Rust attended grammar school during massive resistance and graduated from Fairfax High School after its integration. He attended the University of Virginia, receiving a bachelor's degree in 1969 and 1972 a J.D. degree from its law school. While there, he served on the board of editors of the Virginia Law Review and won election to the Order of the Coif. Following graduation and during the Vietnam War, Rust served in the U.S. Army.

==Career==

Following his admission to the Virginia Bar and military service, Rust worked as a lawyer in Fairfax in the family law firm, Rust & Rust, which in 1982 merged with another law firm to become McCandlish, Lillard, Rust & Church. From 1974 to 1978, Rust was the Fairfax city attorney. He also served as counsel to the Fairfax School Board.

===Virginia delegate===

Rust first became one of Fairfax County's delegates in the Virginia House of Delegates (a part-time position) in 1979 (to what was then the 18th House of Delegates district), and won re-election in 1981 (to what became the 50th House of Delegates district) and thus served from 1980 to 1982. However, his second re-election attempt failed when Rust narrowly lost to Stephen E. Gordy in the Republican Party primary in what had become the 37th Virginia House of Delegates district following court-required adoption of single-member districts.
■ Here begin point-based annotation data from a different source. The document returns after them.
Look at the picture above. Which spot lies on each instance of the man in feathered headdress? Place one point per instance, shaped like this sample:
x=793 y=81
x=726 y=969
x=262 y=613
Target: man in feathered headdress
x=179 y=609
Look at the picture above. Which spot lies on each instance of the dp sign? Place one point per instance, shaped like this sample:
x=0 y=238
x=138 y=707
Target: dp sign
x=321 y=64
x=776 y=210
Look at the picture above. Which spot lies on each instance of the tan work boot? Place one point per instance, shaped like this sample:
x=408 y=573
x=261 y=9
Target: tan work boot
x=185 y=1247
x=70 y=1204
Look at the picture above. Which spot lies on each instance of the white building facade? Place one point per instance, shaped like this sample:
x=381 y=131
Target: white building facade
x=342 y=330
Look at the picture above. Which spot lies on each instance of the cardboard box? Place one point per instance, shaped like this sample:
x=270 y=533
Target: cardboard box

Rust won a special election for the 37th district seat in 1996, and then a full two-year term in November 1997. Rust retained his seat in the 1999 elections, having been named Legislator of the Year by the Virginia Treasurers' Association, Tech Ten Legislator and Business Leader of the Year (all three in 1998) as well as Fairfax County Chamber of Commerce Chamber Champion (1999). Following the 2000 United States census, Rust helped redraw electoral boundaries. Nonetheless, Rust lost his seat in the next election, defeated by Democrat Chap Petersen in 2001, and again in the 2003 election rematch.

=== Commissioner of Accounts ===
Appointed Commissioner of Accounts for the 19th Judicial Circuit in February 2006. Rust's legal practice included estate administration services, the preparation of income and estate tax returns; and trust administration services, including maintenance, investment, and distribution of trust accounts. He also provided estate planning services, including tax planning and the preparation of wills and trusts. A member of the Fairfax, Virginia and American Bar Associations, the Virginia State Bar, and the Virginia Trial Lawyers Association, Rust is qualified to practice before the United States Supreme Court, the United States Court of Appeals for the Fourth Circuit, the United States District Court for the Eastern District of Virginia, the United States Bankruptcy Courts for the Eastern and Western Districts of Virginia and in all Virginia courts.

=== Virginia Resource Authority ===
Governor Robert McDonnell appointed Rust to the VRA Board in 2012. He served on the board's Portfolio Risk Management Committee and the Legislative Committee, as well as chaired the Strategic Planning Committee.

=== Cardinal Financial Corporation and Patriot Bankshares ===
After helping to found Cardinal Financial Corporation, Rust became its initial chairman of the board of directors and remained as a director (1997–2009), including time as the board's vice-chairman. Rust also was the founding chairman of First Patriot Bankshares Corporation and served on its board from 1987 to 1997.

== Personal life ==
Rust married the former Susan Mary Byrne in 1970. They had three sons, J.W., Tom and Bob.

==Death==
Rust died in Fairfax, Virginia, on December 30, 2021, at age 74.